A hefty writedown of its Pizza Hut operations in Victoria, Australia, depressed Restaurant Brands' September half year net profit to just $200,000.
That compared with $2.7 million for the same period last year.
Even excluding non trading items, net profit was own 49 per cent at $3.1m.
Pizza Hut Victoria was written down by $2.6m and there were other non-trading writedowns of $1.6m.
The fully imputed interim dividend was sliced to 2.5 cents per share from 4.5c last year. It will be paid on November 24.
The company said the cut was "recognising the difficult trading conditions in the pizza business and significant investment being undertaken in KFC".
The net profit excluding one-offs was slightly above the previous forecast range of $2.5m and $3.0m.
Chief executive Vicki Salmon said the length of time taken to complete the exit of Pizza Hut Victoria had adversely affected overall performance.
She said the company expected an enhanced trading performance in 2008 once the Pizza Hut Victoria exit was completed.
For the rest of the year, she said the KFC business was expected to continue to deliver strong sales and profit growth.

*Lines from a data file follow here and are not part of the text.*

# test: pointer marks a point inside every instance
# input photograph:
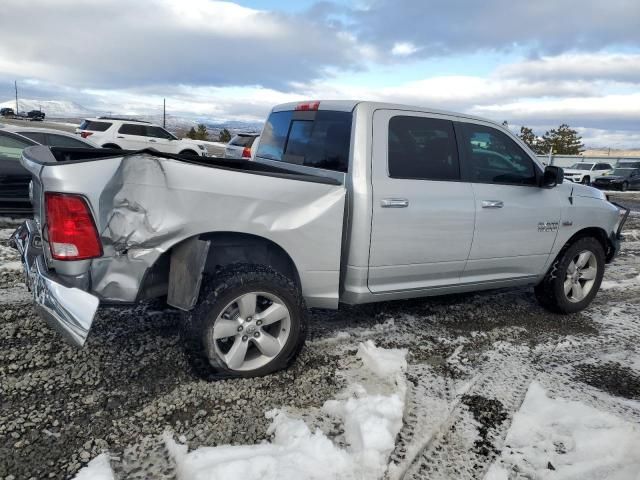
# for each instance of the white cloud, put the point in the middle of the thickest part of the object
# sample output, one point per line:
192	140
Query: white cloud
594	66
404	49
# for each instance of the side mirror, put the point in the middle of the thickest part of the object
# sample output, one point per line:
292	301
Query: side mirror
552	176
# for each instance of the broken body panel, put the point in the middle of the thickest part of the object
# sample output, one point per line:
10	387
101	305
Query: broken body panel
146	205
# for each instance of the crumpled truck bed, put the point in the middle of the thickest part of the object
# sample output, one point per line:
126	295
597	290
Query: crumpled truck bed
144	204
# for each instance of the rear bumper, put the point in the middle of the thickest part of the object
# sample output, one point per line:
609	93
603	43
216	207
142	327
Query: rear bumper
69	311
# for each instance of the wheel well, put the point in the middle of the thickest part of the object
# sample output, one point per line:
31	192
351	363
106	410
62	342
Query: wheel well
597	233
226	248
230	248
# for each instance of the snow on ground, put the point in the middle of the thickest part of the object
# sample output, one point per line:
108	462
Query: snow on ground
623	283
370	412
557	438
97	469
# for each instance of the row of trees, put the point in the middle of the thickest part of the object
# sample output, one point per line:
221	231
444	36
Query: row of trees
200	133
563	140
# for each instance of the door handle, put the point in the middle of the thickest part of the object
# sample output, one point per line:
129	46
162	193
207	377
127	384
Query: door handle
394	203
492	204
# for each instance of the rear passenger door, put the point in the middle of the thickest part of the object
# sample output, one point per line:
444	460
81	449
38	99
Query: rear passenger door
516	220
423	214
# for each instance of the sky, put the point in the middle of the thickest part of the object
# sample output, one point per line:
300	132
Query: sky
535	63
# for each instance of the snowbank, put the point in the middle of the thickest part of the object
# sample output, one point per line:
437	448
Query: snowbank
97	469
370	412
557	438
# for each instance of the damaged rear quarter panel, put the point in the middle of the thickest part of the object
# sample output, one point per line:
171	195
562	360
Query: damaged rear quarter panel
145	204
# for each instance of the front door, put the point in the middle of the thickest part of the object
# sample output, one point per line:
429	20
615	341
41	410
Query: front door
423	214
516	220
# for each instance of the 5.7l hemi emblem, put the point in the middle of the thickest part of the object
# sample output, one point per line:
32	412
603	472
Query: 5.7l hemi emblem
547	226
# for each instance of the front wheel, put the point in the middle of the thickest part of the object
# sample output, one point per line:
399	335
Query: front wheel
251	321
574	278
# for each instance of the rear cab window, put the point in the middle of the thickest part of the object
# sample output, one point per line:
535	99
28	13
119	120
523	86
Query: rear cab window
94	126
313	138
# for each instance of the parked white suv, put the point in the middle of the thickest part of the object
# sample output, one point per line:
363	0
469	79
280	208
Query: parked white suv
241	146
584	172
128	134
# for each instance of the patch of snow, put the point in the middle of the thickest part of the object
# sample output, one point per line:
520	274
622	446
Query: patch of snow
371	414
557	438
15	266
97	469
609	284
382	362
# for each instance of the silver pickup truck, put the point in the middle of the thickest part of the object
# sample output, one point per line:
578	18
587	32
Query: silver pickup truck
346	202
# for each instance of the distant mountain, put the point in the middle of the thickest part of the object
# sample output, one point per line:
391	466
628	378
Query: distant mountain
52	108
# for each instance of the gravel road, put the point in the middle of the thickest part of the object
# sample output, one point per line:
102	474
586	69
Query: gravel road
471	358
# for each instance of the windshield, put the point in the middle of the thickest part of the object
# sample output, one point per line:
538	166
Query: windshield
581	166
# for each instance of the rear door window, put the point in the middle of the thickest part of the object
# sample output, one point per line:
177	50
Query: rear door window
319	139
94	126
422	148
62	141
157	132
490	156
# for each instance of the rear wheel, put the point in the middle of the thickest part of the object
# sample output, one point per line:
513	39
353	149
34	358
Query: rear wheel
250	320
574	278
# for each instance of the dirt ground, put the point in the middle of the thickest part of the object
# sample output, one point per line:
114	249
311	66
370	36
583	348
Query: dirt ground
471	359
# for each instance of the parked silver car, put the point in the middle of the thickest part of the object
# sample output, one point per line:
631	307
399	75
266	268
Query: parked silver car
347	202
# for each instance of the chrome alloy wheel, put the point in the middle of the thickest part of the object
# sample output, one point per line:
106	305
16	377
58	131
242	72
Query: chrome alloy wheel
581	275
251	330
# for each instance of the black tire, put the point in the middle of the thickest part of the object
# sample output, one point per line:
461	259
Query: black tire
189	153
225	286
550	292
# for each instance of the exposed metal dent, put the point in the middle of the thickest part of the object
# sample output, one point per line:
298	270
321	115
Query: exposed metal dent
185	275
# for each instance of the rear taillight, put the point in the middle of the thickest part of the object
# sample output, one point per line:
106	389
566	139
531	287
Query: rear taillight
72	231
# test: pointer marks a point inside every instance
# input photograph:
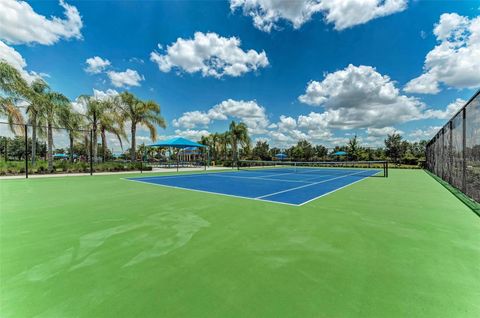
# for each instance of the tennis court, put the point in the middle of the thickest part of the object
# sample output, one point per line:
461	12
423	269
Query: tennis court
287	183
101	246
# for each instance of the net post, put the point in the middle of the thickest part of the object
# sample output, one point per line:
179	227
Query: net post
141	159
26	152
464	150
91	152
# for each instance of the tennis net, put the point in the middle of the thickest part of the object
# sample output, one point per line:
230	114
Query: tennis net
354	168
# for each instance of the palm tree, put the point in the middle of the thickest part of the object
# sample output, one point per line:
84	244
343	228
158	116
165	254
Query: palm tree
73	122
239	136
110	121
49	117
37	103
224	140
94	111
140	112
12	88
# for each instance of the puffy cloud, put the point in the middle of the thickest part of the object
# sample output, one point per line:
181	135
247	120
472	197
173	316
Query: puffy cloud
210	54
266	14
12	57
249	112
20	24
451	109
125	79
192	120
96	65
191	133
382	132
360	97
286	123
455	60
424	134
80	106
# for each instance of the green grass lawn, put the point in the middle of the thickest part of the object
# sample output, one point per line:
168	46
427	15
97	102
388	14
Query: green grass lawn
104	247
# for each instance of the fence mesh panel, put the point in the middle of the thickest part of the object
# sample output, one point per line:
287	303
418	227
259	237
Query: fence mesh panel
454	153
472	148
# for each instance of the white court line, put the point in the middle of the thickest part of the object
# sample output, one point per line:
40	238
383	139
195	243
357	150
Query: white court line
317	197
217	193
307	185
261	178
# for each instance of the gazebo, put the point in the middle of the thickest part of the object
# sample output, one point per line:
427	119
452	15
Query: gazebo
179	143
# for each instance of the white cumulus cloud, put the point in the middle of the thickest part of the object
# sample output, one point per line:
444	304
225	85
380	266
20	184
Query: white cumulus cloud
449	111
455	60
360	97
20	24
248	112
266	14
96	65
15	59
209	54
125	79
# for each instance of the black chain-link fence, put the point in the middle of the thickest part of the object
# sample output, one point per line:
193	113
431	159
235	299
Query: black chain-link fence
454	153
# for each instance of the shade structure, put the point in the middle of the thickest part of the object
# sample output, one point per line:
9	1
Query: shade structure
178	142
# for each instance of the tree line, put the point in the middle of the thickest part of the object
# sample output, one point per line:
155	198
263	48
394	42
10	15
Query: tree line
46	110
224	148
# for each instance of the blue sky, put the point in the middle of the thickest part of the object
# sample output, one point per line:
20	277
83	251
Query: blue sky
312	69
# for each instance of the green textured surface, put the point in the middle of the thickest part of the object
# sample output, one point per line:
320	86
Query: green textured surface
105	247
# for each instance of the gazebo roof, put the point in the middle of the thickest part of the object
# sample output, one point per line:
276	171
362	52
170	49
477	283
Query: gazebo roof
178	142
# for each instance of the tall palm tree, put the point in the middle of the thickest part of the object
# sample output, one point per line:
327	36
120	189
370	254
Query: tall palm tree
49	117
12	88
94	111
37	104
239	136
74	123
138	112
224	141
110	122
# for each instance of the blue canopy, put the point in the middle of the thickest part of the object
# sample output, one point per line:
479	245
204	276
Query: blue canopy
178	142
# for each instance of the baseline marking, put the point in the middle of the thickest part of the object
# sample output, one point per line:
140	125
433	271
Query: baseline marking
307	185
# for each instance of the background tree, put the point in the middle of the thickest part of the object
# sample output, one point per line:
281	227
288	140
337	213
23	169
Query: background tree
49	117
12	88
261	150
239	136
393	146
138	112
36	106
74	123
353	148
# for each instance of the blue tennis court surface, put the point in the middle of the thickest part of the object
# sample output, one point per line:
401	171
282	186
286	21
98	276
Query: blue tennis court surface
275	185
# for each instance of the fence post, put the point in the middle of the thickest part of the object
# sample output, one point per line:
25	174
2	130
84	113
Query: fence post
450	151
464	150
91	152
26	151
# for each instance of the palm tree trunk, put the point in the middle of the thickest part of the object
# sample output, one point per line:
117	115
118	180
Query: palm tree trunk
87	148
104	145
34	138
133	143
95	146
50	147
234	150
70	136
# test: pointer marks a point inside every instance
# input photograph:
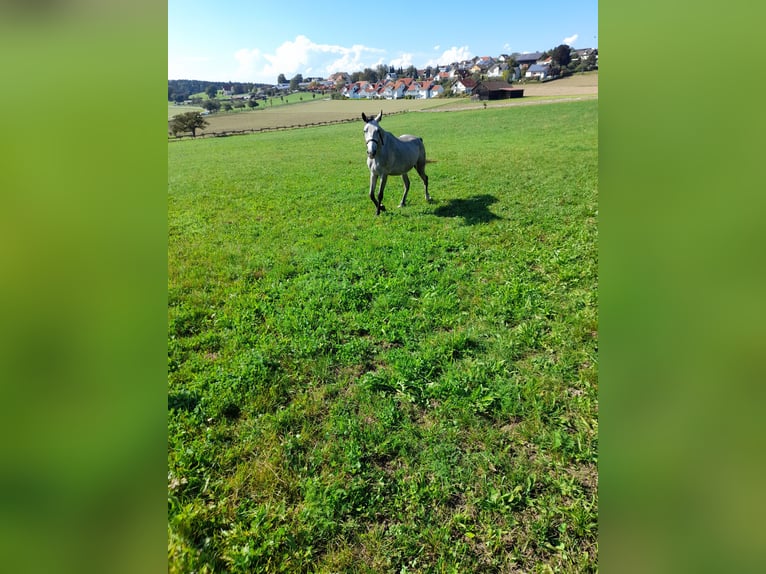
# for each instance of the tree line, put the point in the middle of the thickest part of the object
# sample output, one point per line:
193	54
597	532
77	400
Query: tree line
181	90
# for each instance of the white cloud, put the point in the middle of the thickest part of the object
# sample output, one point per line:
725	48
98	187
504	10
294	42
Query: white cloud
302	55
454	54
569	41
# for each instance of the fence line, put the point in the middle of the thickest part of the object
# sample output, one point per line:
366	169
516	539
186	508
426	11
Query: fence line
227	133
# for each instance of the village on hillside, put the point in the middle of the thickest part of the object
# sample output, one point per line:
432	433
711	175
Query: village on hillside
482	77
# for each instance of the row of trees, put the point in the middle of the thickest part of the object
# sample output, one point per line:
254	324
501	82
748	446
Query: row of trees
181	90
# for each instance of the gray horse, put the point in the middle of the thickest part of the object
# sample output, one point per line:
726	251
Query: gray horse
389	155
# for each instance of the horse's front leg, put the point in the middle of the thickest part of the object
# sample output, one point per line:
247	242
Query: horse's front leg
373	182
383	179
406	180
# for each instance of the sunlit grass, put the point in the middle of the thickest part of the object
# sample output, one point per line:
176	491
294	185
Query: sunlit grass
414	392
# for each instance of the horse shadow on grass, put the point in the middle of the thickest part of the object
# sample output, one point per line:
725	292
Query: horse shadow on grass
473	210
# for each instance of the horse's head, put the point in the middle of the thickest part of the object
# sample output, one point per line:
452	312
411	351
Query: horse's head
373	134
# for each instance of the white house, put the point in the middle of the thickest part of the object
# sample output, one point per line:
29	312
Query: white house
463	87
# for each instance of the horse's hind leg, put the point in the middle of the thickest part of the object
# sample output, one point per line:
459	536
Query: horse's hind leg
421	167
406	180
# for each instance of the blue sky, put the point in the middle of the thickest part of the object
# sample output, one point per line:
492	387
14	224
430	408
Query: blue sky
246	41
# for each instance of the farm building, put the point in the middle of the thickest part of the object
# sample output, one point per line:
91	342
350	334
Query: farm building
497	91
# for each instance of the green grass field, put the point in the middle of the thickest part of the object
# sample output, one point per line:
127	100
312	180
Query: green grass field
415	392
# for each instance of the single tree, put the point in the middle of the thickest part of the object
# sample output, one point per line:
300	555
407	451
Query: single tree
211	105
561	56
187	122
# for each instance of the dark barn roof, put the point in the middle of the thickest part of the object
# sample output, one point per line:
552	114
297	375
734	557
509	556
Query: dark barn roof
497	91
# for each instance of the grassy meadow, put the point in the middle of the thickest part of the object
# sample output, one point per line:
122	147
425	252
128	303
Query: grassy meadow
415	392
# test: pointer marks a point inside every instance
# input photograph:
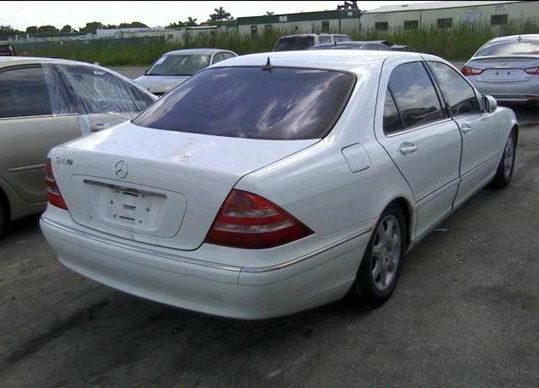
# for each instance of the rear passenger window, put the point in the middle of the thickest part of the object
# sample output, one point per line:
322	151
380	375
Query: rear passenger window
392	120
414	95
456	91
325	39
23	92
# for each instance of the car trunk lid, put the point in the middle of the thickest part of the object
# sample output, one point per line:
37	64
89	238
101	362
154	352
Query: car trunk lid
503	68
158	187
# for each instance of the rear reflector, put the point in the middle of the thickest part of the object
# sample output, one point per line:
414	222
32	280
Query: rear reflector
470	71
53	192
249	221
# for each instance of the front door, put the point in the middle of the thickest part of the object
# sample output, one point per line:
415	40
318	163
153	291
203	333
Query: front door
422	141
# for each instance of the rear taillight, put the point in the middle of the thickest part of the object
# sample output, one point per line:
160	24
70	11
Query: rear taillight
53	192
466	70
249	221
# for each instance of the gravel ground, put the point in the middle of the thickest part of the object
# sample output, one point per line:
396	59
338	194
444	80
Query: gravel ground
466	313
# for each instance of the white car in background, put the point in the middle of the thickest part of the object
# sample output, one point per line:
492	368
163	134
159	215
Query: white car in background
175	67
507	68
277	182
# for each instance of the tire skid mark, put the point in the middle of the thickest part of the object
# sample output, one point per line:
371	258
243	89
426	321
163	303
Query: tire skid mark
34	344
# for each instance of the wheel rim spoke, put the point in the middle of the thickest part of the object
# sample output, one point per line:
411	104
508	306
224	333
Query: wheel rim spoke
386	252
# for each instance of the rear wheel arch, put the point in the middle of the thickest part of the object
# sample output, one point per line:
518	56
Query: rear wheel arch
4	203
406	208
5	212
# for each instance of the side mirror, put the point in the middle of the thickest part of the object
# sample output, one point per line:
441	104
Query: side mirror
489	104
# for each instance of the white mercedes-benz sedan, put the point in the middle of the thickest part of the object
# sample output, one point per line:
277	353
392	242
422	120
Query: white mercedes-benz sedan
276	182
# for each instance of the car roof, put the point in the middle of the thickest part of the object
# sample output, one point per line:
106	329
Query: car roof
509	38
343	60
9	61
313	34
198	51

While some improvement at Pizza Hut New Zealand was expected, the competitive environment and higher input costs meant this would be limited.
Starbucks Coffee would continue to see sales growth with a corresponding improvement in margin as some cost recoveries took effect.
Restaurant Brand shares were unchanged on $1.00 today. They have traded between 94 cents and $1.42 over the last year.
The company has paid $2.6m for its new KFC master franchise agreement lasting 10 years.
Ms Salmon said KFC continued to perform strongly with sales up 5.6 per cent and EBITDA (earnings before interest, tax, depreciation and amortisation) up 6.2 per cent to $15.5m.
As previously announced, sales at Pizza Hut New Zealand operations plunged 11.5 per cent and EBITDA earnings fell 53 per cent to $3.2m.
The company has agreed to sell 24 of its Pizza Hut Victoria stores, with settlement of the first 15 stores expected during November.
"Divestment of this business is proving to take longer and be more expensive than previously anticipated," Ms Salmon said.
The business has been classified as a discontinued operation.
The underlying trading position at Pizza Hut Victoria had declined since the announcement of the exit strategy and Restaurant Brands was doing everything to stem the bleeding, Ms Salmon said.
Total store earnings (EBITDA) showed a loss of $1.6m compared to a loss of $87,000 in the previous year.
The franchise's financial position meant the process of training new franchisees and obtaining approvals from the franchisor, Yum, was complicated and had taken longer than anticipated, Ms Salmon said.
Total group revenues from continuing operations for the first half were up 0.8 per cent to $156.4m.
KFC's EBITDA margin was 16.2 per cent up from 16.1 per cent.
Ms Salmon said the rise in KFC sales was particularly pleasing, given the tightening retail environment.
She said, however, Pizza Hut New Zealand had continued to encounter difficult trading conditions.
A significant increase in the size and aggressiveness of competitive activity, and the tightening economic climate contributed to a significant drop in Pizza Hut sales over prior year, she said.
Cost increases in labour (as with KFC) and raw materials were not immediately recoverable.
The company was putting the squeeze on its suppliers to improve margins which had dropped to 7.1 per cent from 13.4 per cent in the prior half.
Management restructuring, an increased focus on costs, improving in-store operations, and a targeted marketing programme were all being tried to rectify the position.
Store numbers were cut by two over the half year with the planned closure of three more non performing stores including a new "delco" in Hobson Street, Auckland.
The company's Starbucks Coffee unit increased sales 13.3 per cent but EBITDA fell to $1.8m from $2.2m. Margins slumped from 15.1 per cent to 10.8 per cent.
The unit was hit by increased labour costs together with higher lease costs and a stronger US dollar affecting coffee imports.